Gleichstellung : Bürgermeister plant Sporthalle nur für Frauen

Marzahn-Hellersdorf will mit einer ungewöhnlichen Idee das Angebot für Freizeitsportlerinnen verbessern: Der Bezirk plant eine Turnhalle, die allein von Frauen gemutzt werden darf. Der Plan hat nachvollziehbare Gründe.

Frische Idee im Neubaubezirk. Marzahn-Hellersdorf will das Sportangebot für Frauen verbessern
Frische Idee im Neubaubezirk. Marzahn-Hellersdorf will das Sportangebot für Frauen verbessernFoto: Thilo Rückes

Ist es der Siebziger-Jahre-Charme der Duschen und Umkleiden? Der Hauch von Gummimatten-Muff und altem Männerschweiß? Oder die Tatsache, dass der Volleyballkurs für Anfänger nur am Donnerstag von 18 bis 20 Uhr, nicht aber zu anderen Zeiten in der Woche angeboten wird? „Warum nur relativ wenig Frauen die Angebote klassischer Sportvereine nutzen, können wir nur vermuten. Aber wir wollen Abhilfe schaffen“, sagt Stefan Komoß (SPD), Bezirksbürgermeister und Sportstadtrat von Marzahn-Hellersdorf.
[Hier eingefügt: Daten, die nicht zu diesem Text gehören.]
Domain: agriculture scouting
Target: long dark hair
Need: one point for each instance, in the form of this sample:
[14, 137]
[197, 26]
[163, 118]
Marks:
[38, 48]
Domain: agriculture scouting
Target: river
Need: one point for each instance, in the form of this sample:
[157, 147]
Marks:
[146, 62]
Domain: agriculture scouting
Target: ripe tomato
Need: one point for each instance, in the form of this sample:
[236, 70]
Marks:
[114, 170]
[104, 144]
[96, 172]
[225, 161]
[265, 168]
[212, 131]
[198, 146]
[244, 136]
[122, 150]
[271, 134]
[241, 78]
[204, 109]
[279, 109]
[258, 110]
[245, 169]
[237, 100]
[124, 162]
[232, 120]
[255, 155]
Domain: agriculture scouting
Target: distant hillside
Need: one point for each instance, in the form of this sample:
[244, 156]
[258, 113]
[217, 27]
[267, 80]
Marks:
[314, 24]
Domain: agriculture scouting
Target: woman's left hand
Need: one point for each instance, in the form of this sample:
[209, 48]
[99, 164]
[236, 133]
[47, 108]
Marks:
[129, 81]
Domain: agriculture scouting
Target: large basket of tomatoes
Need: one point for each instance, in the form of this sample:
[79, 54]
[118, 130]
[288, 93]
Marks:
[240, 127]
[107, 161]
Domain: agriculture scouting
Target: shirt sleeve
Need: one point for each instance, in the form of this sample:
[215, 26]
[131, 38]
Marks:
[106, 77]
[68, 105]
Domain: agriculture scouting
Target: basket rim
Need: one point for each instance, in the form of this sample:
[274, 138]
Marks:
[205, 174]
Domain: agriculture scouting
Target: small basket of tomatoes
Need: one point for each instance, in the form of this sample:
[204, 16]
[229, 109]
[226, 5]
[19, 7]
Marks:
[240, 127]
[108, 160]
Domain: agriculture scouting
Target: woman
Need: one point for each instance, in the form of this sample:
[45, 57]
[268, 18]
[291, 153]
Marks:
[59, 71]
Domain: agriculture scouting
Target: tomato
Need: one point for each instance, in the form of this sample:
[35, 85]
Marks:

Daher plant der 47-Jährige in seinem Bezirk für 2013 eine Sporthalle ausschließlich für Mädchen und Frauen; das Angebot ist für Frauen aus Berlin gedacht.

2012 soll in Zusammenarbeit mit dem Büro der Frauenbeauftragten des Bezirks die Planung erfolgen, die möglichst alle wichtigen Bedürfnisse weiblicher Sportinteressierter berücksichtigen soll. Dafür beginnt ab Ende Januar auf der Internetseite des Bezirksamts eine öffentliche Umfrage.

Der Hintergrund der laut Komoß in Berlin bisher einzigartigen Idee: Nur rund ein Drittel der Mitglieder der rund 90 Sportvereine in Marzahn-Hellersdorf sind Frauen, wohingegen Frauen in den meisten Fitnessstudios überrepräsentiert sind. „Wir wollen herausfinden, woran das liegt und ein bedarfsgerechtes Angebot schaffen“, sagt Komoß. Das könne sich auf die Sanitär- und Inneneinrichtungen, das sportliche Angebot und flexible Trainingszeiten beziehen. Nach einem ersten Gespräch mit Vereinsvertreterinnen im Sportausschuss habe sich auf jeden Fall abgezeichnet, dass ein Fitnessbereich mit Laufbändern, Hanteln und Bodenmatten nicht fehlen dürfe. Auch die gute Erreichbarkeit mit öffentlichen Verkehrsmitteln müsse gewährleistet sein.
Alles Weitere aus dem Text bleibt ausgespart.